The following code is from a university assignment of mine to write a classification algorithm (using nearest neighbour) to classify whether or not a given feature set (each feature is the frequency of words in an email) is spam or not.
We are given a CSV file (the training data) with the frequencies, and an integer (1 or 0) at the end of the row indicating whether or not it is spam. So in this form:
X1,X2,...,Xn,SPAM
The test data is also in this form (including the SPAM column, so we can verify the accuracy).
My question is, how can I make this code more idiomatic, and what speedups can I make to this code?

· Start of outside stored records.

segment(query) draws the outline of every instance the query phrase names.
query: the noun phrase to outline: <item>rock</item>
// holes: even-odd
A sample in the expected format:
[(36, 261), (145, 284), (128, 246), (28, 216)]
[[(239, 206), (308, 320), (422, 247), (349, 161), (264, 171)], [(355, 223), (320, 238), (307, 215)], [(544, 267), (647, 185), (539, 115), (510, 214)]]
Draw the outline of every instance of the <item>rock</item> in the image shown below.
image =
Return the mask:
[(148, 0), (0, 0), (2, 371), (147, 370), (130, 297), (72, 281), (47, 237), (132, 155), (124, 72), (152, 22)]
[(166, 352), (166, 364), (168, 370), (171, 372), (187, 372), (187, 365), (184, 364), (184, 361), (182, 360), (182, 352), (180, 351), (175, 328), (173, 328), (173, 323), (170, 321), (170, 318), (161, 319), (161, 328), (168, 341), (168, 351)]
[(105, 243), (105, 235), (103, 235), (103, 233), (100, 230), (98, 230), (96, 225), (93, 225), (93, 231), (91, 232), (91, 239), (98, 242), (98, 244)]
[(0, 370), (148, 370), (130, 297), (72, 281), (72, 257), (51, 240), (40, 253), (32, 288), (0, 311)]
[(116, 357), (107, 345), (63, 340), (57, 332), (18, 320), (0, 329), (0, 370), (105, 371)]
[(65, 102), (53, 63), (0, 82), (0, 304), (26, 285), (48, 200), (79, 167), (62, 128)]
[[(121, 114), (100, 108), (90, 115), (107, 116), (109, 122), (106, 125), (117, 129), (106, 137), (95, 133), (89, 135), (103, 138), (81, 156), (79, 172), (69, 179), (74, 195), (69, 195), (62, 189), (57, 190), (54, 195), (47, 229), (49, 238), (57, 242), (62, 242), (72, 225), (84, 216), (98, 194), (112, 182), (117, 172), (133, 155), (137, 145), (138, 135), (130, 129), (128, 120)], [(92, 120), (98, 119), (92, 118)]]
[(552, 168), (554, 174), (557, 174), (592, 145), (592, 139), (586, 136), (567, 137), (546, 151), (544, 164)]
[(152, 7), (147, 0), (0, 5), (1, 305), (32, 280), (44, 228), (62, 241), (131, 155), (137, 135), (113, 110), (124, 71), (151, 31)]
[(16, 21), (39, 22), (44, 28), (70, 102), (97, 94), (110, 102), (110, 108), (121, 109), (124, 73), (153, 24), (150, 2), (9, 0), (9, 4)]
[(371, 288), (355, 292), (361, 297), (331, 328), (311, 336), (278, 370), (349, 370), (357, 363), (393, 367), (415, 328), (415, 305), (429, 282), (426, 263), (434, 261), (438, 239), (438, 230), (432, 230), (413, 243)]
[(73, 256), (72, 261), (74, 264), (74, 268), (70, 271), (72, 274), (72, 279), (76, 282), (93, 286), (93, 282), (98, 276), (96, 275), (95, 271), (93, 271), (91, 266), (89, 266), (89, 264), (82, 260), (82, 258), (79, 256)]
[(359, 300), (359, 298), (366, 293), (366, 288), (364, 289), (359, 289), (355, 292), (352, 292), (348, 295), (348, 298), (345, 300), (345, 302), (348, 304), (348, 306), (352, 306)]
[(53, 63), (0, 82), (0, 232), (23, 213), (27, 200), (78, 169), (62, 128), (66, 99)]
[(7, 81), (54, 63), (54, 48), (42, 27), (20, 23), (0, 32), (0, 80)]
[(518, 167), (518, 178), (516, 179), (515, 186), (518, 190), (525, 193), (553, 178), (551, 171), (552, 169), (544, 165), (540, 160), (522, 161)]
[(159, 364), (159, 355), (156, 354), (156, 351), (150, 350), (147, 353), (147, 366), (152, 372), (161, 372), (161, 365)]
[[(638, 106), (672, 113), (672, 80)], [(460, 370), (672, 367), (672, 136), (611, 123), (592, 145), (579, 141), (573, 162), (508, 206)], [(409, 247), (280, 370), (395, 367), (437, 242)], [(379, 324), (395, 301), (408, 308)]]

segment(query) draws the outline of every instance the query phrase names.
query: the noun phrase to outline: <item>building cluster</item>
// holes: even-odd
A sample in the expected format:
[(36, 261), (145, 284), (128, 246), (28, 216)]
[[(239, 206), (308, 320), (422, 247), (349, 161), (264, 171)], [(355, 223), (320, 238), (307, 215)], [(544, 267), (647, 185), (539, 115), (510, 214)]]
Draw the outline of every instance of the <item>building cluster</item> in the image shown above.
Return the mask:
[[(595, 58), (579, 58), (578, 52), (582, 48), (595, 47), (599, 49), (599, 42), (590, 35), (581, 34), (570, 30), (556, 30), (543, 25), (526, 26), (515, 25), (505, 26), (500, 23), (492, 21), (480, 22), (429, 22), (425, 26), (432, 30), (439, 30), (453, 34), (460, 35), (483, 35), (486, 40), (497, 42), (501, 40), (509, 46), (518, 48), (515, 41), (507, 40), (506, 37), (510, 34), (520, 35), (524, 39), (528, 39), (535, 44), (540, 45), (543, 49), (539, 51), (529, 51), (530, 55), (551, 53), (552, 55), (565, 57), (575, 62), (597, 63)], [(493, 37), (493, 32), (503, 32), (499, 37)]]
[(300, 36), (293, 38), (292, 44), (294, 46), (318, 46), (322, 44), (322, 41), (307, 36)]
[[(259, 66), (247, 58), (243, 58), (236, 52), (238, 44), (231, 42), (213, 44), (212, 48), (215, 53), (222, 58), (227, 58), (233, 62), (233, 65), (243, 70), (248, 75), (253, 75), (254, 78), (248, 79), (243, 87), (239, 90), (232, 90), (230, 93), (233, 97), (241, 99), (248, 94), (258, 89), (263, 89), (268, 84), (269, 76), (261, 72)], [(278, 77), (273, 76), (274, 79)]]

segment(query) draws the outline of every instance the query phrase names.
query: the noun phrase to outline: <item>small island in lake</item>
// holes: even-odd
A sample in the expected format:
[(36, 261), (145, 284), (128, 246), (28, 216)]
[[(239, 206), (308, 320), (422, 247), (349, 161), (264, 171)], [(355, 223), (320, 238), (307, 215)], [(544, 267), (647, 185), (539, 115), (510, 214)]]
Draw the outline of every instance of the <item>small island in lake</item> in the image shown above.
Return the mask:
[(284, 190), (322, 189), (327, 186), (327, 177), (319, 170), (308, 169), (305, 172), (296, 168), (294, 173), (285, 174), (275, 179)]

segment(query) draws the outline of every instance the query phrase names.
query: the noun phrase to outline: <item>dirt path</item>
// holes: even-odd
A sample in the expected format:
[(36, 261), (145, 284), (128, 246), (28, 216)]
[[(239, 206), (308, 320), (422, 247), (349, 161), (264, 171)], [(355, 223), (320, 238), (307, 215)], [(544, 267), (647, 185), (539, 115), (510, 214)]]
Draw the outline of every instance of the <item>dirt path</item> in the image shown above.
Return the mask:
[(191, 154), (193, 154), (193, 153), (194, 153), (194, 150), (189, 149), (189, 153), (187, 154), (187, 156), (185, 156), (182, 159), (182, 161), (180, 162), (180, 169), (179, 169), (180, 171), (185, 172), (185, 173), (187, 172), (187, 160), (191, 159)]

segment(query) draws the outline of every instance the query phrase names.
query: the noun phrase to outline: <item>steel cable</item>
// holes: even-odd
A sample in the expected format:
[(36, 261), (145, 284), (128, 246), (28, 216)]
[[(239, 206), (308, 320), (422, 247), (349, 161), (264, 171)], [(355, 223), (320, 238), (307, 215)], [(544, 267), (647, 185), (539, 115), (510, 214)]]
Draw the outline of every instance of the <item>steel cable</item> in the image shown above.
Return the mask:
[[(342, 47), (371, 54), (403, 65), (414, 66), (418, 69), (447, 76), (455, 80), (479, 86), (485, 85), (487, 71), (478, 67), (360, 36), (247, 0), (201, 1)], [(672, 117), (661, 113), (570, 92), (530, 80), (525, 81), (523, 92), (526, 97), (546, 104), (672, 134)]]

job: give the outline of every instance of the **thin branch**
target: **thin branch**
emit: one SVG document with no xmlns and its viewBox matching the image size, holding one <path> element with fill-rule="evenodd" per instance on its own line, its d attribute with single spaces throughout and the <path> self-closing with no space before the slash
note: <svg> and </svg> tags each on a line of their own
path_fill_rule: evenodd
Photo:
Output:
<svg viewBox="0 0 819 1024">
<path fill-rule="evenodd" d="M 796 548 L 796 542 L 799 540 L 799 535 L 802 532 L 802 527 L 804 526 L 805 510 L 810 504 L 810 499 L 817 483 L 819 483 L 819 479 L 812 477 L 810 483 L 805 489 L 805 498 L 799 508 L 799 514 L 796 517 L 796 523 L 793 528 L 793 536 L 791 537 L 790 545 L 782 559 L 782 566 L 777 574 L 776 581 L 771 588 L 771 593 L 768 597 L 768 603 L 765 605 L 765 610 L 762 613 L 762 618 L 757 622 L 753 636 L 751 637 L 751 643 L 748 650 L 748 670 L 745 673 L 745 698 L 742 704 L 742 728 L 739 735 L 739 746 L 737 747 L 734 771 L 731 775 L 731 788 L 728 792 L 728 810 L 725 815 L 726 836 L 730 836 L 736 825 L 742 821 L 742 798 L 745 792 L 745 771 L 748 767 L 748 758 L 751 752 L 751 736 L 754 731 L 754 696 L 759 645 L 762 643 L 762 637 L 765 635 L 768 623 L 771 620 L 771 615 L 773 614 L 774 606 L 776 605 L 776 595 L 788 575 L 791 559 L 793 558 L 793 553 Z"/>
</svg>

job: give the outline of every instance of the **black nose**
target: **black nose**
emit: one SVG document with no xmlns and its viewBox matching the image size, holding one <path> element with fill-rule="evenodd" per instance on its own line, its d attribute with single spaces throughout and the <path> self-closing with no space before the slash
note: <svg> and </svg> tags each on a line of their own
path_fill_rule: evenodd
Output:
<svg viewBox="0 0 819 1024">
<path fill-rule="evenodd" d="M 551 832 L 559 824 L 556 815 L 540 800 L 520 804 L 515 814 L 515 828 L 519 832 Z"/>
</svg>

For example, is there a way to write getMostCommon
, without having to groupBy
and then run a maximumBy
again?
import Text.CSV
import Data.List
data SpamType = Spam | NotSpam
deriving (Show, Eq)
type FeatureSet = [Float]
toSpam :: Int -> SpamType
toSpam 0 = NotSpam
toSpam 1 = Spam
toSpam a = NotSpam
parseClassifiedRecord :: Record -> (FeatureSet, SpamType)
parseClassifiedRecord x = (init converted, toSpam (truncate (last converted)))
where
converted = map (\val -> read val :: Float) x
-- returns the euclidean distance between two feature sets
difference :: FeatureSet -> FeatureSet -> Float
difference first second = sqrt (sum (zipWith (\x y -> (x - y)^2) first second))
-- finds the SpamType of the k nearest 'nodes' in the training set
findKNearest :: [(FeatureSet, SpamType)] -> FeatureSet -> Int -> [SpamType]
findKNearest trainingSet toMatch k = take k (map snd (sortBy (\x y -> (compare (fst x) (fst y))) [(difference (fst x) toMatch, snd x) | x <- trainingSet]))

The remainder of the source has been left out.